When we answer this question, we must realize first of all that we cannot truly know the answer for certain. As we look back at the Greeks, we are likely to suffer from “confirmation bias.” That is, we will look at aspects of their civilization and say “that made it so they could not have an empire,” when they could have overcome that barrier and formed an empire. There are so many factors that can affect what happens in the world that it is very hard to truly explain how things turn out.
That said, let us look at three factors that (arguably) prevented Greece from having an empire. The first two of these factors are very closely connected. They are geography/topography and the polis. Greece is a very mountainous country. This made it very easy for them to split up into many little poleis. The topography made it very difficult for any one polis to truly dominate many others. When the Greeks split up into poleis, they made it very hard to unify.

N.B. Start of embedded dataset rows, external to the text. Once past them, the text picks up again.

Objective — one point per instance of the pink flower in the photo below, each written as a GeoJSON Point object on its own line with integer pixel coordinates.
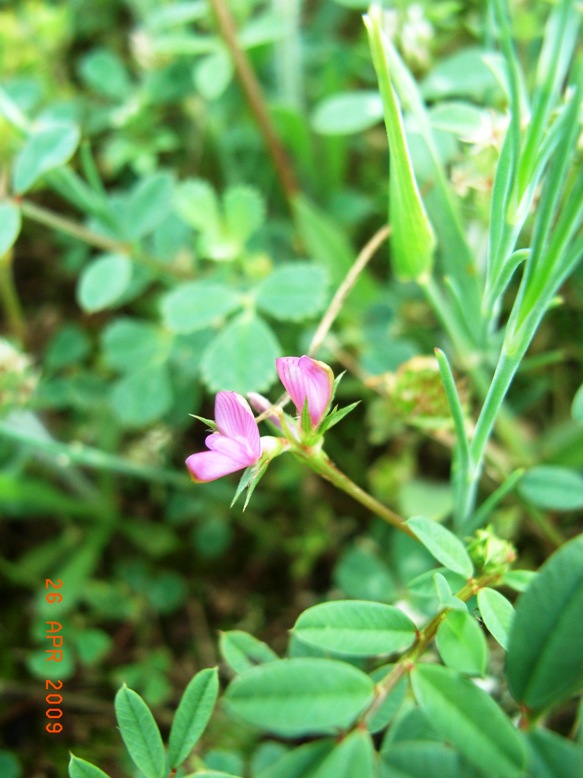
{"type": "Point", "coordinates": [307, 379]}
{"type": "Point", "coordinates": [234, 446]}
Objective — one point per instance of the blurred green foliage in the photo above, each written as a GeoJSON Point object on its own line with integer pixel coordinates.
{"type": "Point", "coordinates": [150, 257]}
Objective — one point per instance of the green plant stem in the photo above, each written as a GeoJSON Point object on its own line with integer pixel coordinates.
{"type": "Point", "coordinates": [256, 100]}
{"type": "Point", "coordinates": [321, 464]}
{"type": "Point", "coordinates": [55, 221]}
{"type": "Point", "coordinates": [10, 300]}
{"type": "Point", "coordinates": [424, 638]}
{"type": "Point", "coordinates": [87, 456]}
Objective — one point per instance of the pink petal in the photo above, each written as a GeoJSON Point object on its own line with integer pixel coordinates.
{"type": "Point", "coordinates": [237, 451]}
{"type": "Point", "coordinates": [236, 421]}
{"type": "Point", "coordinates": [307, 378]}
{"type": "Point", "coordinates": [210, 465]}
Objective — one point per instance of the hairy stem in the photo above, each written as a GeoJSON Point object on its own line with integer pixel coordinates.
{"type": "Point", "coordinates": [321, 464]}
{"type": "Point", "coordinates": [55, 221]}
{"type": "Point", "coordinates": [10, 300]}
{"type": "Point", "coordinates": [256, 100]}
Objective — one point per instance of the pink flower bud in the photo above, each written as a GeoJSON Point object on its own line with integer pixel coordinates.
{"type": "Point", "coordinates": [307, 379]}
{"type": "Point", "coordinates": [234, 446]}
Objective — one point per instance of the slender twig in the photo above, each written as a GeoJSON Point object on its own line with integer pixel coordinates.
{"type": "Point", "coordinates": [256, 100]}
{"type": "Point", "coordinates": [328, 319]}
{"type": "Point", "coordinates": [324, 467]}
{"type": "Point", "coordinates": [345, 287]}
{"type": "Point", "coordinates": [57, 222]}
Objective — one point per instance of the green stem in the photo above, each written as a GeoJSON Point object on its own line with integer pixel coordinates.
{"type": "Point", "coordinates": [424, 638]}
{"type": "Point", "coordinates": [82, 233]}
{"type": "Point", "coordinates": [256, 100]}
{"type": "Point", "coordinates": [321, 464]}
{"type": "Point", "coordinates": [10, 300]}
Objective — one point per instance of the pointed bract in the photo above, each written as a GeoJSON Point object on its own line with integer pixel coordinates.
{"type": "Point", "coordinates": [307, 380]}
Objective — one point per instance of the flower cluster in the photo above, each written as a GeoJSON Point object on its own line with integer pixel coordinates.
{"type": "Point", "coordinates": [236, 443]}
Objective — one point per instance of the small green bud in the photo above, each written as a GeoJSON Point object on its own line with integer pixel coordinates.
{"type": "Point", "coordinates": [490, 553]}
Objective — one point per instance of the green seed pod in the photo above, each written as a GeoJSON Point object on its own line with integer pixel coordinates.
{"type": "Point", "coordinates": [412, 242]}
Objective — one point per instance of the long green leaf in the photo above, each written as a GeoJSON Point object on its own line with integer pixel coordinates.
{"type": "Point", "coordinates": [192, 715]}
{"type": "Point", "coordinates": [297, 697]}
{"type": "Point", "coordinates": [545, 653]}
{"type": "Point", "coordinates": [140, 733]}
{"type": "Point", "coordinates": [79, 768]}
{"type": "Point", "coordinates": [470, 719]}
{"type": "Point", "coordinates": [355, 628]}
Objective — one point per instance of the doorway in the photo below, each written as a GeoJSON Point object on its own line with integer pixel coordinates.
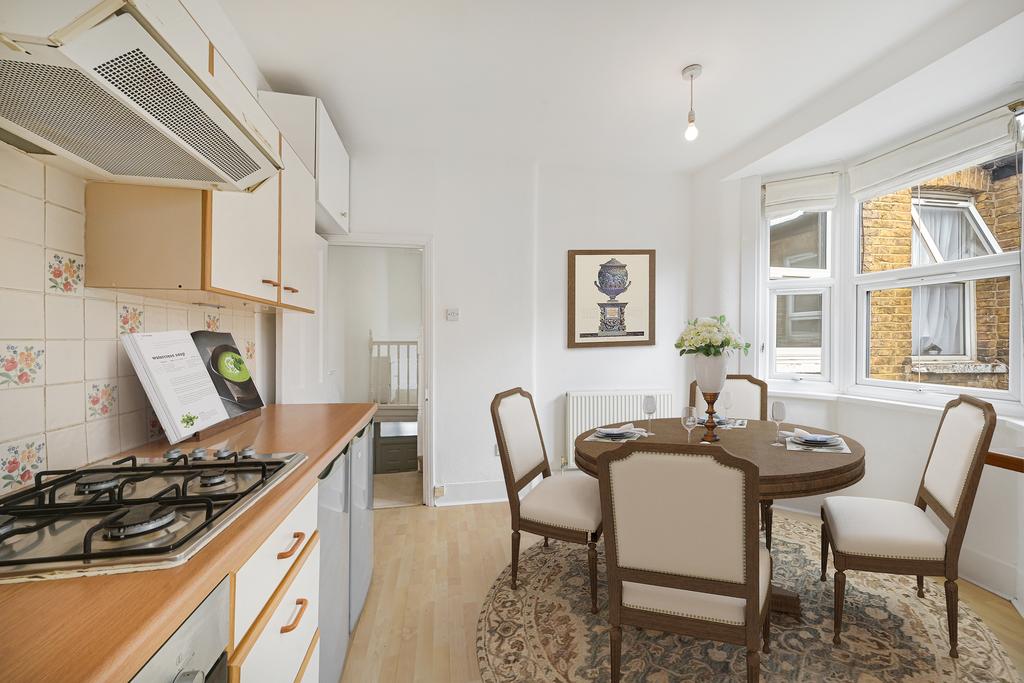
{"type": "Point", "coordinates": [378, 345]}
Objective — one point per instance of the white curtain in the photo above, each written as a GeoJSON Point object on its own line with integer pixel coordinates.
{"type": "Point", "coordinates": [938, 319]}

They came to identify with their own poleis and were therefore only able to achieve much unity in the face of major threats like that of the Persians. This is in contrast to Rome, which was never split up in such a way.
The third factor that I would identify is Rome itself. If Rome had not arisen, it is possible that Alexander’s Greek/Hellenistic empire would have been more successful in the long term. As it was, the Greeks were outcompeted by the Romans.
Overall, I would attribute the Greek “failure” to geography more than anything else, but we must be clear that there is no way to prove the cause of Greece’s lack of unity.